Explaining temporal variation in soil CO2 efflux in a mature spruce forest in Southern Germany

An open dynamic chamber system was used to measure the soil CO₂ efflux intensively and continuously throughout a growing season in a mature spruce forest (Picea abies) in Southern Germany. The resulting data set contained a large amount of temporally highly resolved information on the variation in soil CO₂ efflux together with environmental variables. Based on this background, the dependencies of the soil CO₂ efflux rate on the controlling environmental factors were analysed in-depth.
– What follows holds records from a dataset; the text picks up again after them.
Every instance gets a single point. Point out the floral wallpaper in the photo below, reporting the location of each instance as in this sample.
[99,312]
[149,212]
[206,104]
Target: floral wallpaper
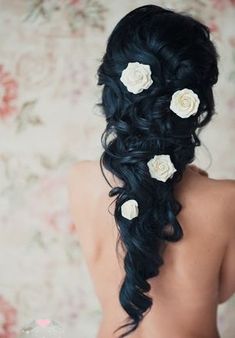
[49,53]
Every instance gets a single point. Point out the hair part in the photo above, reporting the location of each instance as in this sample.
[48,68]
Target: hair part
[181,55]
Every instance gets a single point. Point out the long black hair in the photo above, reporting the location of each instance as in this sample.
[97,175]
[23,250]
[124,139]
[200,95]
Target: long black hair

Of the abiotic factors, soil temperature alone explained 72% of the variation in the efflux rate, and including soil water content (SWC) as an additional variable increased the explained variance to about 83%. Between April and December, average rates ranged from 0.43 to 5.15 μmol CO₂ m⁻² s⁻¹ (in November and July, respectively) with diurnal variations of up to 50% throughout the experiment. The variability in wind speed above the forest floor influenced the CO₂ efflux rates for measuring locations with a litter layer of relatively low bulk density (and hence relatively high proportions of pore spaces). For the temporal integration of flux rates for time scales of hours to days, however, wind velocities were of no effect, reflecting the fact that wind forcing acts on the transport, but not the production of CO₂ in the soil. The variation in both the magnitude of the basal respiration rate and the temperature sensitivity throughout the growing season was only moderate (coefficient of variation of 15 and 25%, respectively). Soil water limitation of the CO₂ production in the soil could be best explained by a reduction in the temperature-insensitive basal respiration rate, with no discernible effect on the temperature sensitivity. Using a soil CO₂ efflux model with soil temperature and SWC as driving variables, it was possible to calculate the annual soil CO₂ efflux for four consecutive years for which meteorological data were available. These simulations indicate an average efflux sum of 560 g C m⁻² yr⁻¹ (SE=22 g C m⁻² yr⁻¹). An alternative model derived from the same data but using temperature alone as a driver over-estimated the annual flux sum by about 7% and showed less inter-annual variability. Given a likely shift in precipitation patterns alongside temperature changes under projected global change scenarios, these results demonstrate the necessity to include soil moisture in models that calculate the evolution of CO₂ from temperate forest soils.